True Or False: Do You Believe The Stories?

In this week’s Weekly English Practice you have to decide if some stories are true or false. Watch, listen, read and decide!

Click on the image to download the pdf

If you get stopped by the police for speeding, it’s probably best to say nothing and accept your fine. Unless you have a very good story…

Read and check you understand this vocabulary before you read and listen to the text:

joyride: a fast and dangerous drive in a stolen car

cop: slang for policeman/woman

pulls him over: when the cop stops the man in his car

freely: without hesitation

loot: stolen goods

I’m afraid: to apologise to someone in a polite way

pulls his hand out: the policeman removes his own hand from inside the car

dragged out of his car: pulled forcefully out of his car

handcuffed: the police restrained the man’s hands

trunk: the back of a car where things can be stored

Listen to the audio (refresh the page if it’s not visible)

Just recently an eight-year-old boy took his mum’s car and went for a nighttime joyride on a highway in western Germany.

Police said the boy’s mother called them after she noticed that both her son and her VW Golf had disappeared.

Mother and police eventually found the boy at a highway service area where he had parked the car, turned on the hazard lights and put up the warning triangle. 

According to police, the boy said he started feeling “uncomfortable” once he hit 140kph on the highway. 

This story is unbelievable but true.

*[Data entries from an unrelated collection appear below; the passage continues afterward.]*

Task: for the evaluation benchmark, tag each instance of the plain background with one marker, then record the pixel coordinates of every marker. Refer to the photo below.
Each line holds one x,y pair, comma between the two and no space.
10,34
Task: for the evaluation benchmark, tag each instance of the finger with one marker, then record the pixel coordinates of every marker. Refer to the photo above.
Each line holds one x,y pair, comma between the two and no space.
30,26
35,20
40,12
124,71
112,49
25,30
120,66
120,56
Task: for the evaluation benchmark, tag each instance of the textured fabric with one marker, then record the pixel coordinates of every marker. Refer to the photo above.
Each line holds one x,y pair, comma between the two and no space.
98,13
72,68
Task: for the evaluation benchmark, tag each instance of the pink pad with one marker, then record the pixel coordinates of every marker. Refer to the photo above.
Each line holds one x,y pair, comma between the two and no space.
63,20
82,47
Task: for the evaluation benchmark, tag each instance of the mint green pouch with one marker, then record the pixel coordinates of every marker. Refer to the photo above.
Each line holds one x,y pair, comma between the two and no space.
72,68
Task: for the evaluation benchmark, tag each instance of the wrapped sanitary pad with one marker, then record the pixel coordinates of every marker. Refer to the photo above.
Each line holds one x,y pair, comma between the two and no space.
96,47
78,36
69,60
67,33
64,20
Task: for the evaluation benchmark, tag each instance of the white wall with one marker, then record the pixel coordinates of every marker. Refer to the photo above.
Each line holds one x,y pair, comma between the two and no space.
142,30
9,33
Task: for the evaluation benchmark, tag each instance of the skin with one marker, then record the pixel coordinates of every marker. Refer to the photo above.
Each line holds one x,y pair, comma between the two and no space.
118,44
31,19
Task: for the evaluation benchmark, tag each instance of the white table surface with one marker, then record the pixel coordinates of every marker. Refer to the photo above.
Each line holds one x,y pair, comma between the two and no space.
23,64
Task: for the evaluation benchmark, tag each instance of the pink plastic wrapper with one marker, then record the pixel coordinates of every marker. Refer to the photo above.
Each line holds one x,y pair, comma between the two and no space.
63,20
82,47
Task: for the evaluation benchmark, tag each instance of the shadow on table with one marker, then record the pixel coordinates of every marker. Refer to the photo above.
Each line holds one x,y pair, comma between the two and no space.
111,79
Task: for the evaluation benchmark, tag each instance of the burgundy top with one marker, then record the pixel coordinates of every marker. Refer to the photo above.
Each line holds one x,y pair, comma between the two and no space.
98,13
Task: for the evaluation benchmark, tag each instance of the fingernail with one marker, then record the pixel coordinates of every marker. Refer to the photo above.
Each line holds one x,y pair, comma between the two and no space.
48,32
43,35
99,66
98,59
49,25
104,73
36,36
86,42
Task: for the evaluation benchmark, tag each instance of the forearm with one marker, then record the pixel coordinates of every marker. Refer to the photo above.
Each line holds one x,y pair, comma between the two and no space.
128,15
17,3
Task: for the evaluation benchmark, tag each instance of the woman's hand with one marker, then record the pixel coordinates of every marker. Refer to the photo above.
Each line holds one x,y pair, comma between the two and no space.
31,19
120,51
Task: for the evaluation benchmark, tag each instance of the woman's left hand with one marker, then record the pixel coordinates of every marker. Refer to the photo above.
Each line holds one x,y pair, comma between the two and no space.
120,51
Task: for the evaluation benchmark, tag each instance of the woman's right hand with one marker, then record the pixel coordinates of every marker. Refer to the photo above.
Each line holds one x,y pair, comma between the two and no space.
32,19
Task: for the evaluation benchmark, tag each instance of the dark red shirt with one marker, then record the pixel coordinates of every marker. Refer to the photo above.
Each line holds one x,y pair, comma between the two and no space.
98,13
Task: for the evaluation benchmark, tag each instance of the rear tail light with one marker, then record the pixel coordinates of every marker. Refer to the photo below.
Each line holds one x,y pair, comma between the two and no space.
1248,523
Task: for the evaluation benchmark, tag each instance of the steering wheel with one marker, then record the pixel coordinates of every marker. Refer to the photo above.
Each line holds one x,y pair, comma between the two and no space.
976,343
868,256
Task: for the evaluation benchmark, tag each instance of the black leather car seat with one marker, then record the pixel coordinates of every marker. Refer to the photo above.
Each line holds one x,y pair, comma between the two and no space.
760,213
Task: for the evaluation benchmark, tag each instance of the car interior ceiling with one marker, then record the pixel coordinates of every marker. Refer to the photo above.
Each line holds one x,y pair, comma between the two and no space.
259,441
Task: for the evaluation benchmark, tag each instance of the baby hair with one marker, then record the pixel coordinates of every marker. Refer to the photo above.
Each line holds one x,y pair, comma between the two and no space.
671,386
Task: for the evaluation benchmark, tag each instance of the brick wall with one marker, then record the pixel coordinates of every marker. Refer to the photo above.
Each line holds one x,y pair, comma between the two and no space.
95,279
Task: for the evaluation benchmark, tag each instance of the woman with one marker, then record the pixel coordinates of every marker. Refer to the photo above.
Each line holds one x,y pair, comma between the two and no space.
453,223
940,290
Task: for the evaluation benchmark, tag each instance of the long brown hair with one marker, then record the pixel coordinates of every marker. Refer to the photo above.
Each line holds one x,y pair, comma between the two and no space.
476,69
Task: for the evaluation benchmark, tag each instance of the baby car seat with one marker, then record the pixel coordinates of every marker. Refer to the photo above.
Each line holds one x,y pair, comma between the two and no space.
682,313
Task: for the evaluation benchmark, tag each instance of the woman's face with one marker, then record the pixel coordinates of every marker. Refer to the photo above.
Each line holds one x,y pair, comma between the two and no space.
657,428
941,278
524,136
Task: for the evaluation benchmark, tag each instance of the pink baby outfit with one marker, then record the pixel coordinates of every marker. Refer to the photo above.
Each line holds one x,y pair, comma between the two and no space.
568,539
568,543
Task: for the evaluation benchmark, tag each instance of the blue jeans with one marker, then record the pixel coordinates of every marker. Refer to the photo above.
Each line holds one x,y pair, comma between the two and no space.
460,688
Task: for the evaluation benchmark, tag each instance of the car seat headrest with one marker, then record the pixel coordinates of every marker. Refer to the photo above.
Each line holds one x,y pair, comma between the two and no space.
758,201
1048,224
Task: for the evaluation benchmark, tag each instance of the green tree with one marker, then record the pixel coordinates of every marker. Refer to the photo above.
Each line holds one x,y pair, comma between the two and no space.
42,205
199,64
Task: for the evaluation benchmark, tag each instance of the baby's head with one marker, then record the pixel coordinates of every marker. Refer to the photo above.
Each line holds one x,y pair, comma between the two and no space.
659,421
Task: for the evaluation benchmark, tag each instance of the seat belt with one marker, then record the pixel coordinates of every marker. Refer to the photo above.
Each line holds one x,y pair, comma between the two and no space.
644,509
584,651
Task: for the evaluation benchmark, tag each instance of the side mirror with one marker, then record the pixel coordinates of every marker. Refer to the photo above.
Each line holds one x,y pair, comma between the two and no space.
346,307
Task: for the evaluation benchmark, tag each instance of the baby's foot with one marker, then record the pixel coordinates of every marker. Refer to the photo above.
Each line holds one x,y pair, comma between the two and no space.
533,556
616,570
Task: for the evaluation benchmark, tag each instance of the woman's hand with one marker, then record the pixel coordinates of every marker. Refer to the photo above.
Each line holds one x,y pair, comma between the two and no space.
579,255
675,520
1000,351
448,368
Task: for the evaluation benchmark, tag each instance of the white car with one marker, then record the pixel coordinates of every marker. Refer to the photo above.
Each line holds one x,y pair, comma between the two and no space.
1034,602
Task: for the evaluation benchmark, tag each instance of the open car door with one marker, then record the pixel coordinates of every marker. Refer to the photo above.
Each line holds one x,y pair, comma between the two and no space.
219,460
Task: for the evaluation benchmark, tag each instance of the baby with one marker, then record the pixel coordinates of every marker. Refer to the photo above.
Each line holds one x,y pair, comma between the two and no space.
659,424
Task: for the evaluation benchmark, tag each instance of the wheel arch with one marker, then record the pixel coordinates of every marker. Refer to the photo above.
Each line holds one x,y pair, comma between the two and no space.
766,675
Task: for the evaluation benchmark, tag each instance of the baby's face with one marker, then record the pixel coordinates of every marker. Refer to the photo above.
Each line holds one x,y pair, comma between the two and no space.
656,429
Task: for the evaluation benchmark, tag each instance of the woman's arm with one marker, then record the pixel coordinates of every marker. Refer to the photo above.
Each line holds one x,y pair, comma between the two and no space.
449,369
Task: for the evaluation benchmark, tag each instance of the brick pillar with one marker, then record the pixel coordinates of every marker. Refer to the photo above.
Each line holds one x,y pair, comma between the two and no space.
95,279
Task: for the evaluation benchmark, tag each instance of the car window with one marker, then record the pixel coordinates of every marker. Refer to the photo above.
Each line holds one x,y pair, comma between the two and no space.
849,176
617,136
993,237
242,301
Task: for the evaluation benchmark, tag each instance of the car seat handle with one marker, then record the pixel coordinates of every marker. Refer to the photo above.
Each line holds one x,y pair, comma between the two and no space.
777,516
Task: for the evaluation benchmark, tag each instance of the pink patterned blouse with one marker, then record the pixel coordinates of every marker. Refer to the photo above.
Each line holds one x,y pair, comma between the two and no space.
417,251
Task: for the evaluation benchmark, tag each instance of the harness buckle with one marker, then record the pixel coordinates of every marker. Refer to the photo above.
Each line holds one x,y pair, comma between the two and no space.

The following is another story about a motorist but you decide if it’s true or not.

Late one night this guy is speeding down an empty road. A cop sees him go flying past so chases him and pulls him over. The cop goes up to the car and when the man rolls down the window, he asks, “Are you aware of how fast you were going, sir?”

The man replies, “Yes I am. I’m trying to escape a robbery I got involved in.” The cop looks at him disbelievingly and asks him, “Were you the one being robbed, sir?”

The man casually replies, “Oh no, I was the one who committed the robbery. I was escaping.”

The cop is shocked and surprised that the man has admitted this so freely. He says, “So you’re telling me you were speeding…AND committed a robbery?”

“Oh yes,” replies the man calmly. “I have all the loot in the back.”

The cop is now starting to get angry and says, “Sir, I’m afraid you have to come with me” as he reaches into the window to take the car keys out of the ignition.

The man shouts, “Don’t do that! I’m afraid that you’ll find the gun in my glove compartment!”

At this the cop pulls his hand out of the window and says, “Wait here” as he returns to his car and calls for *backup*.

Soon there are cars, cops and helicopters all over, everywhere you look. The man is quickly dragged out of his car, handcuffed and taken towards a cop car. However, just before he is put in the car and taken away a cop walks up to him and says, while pointing at the cop that pulled him over, “Sir, this officer tells us that you had committed a robbery, had stolen loot in the trunk of your car, and had a loaded gun in your glove compartment. However, we didn’t find any of these things in your car.”

The man replies, “Yeah, and I bet that liar said I was speeding too!”

Written by ECP coach Darren Lynch and adapted from http://laffgaff.com/funny-short-stories/

Let’s chat about that!

  1. Write your opinions in an email and send them to your ECP coach!
  2. Do you think the story is true? Why/not?
  3. What is, in your own words, the meaning of *backup* in the text?
  4. Tell a story about a driving experience of your own
  5. If you were pulled over by the police, would you give an excuse or would you say nothing?
  6. Should the parents of the boy have received a punishment?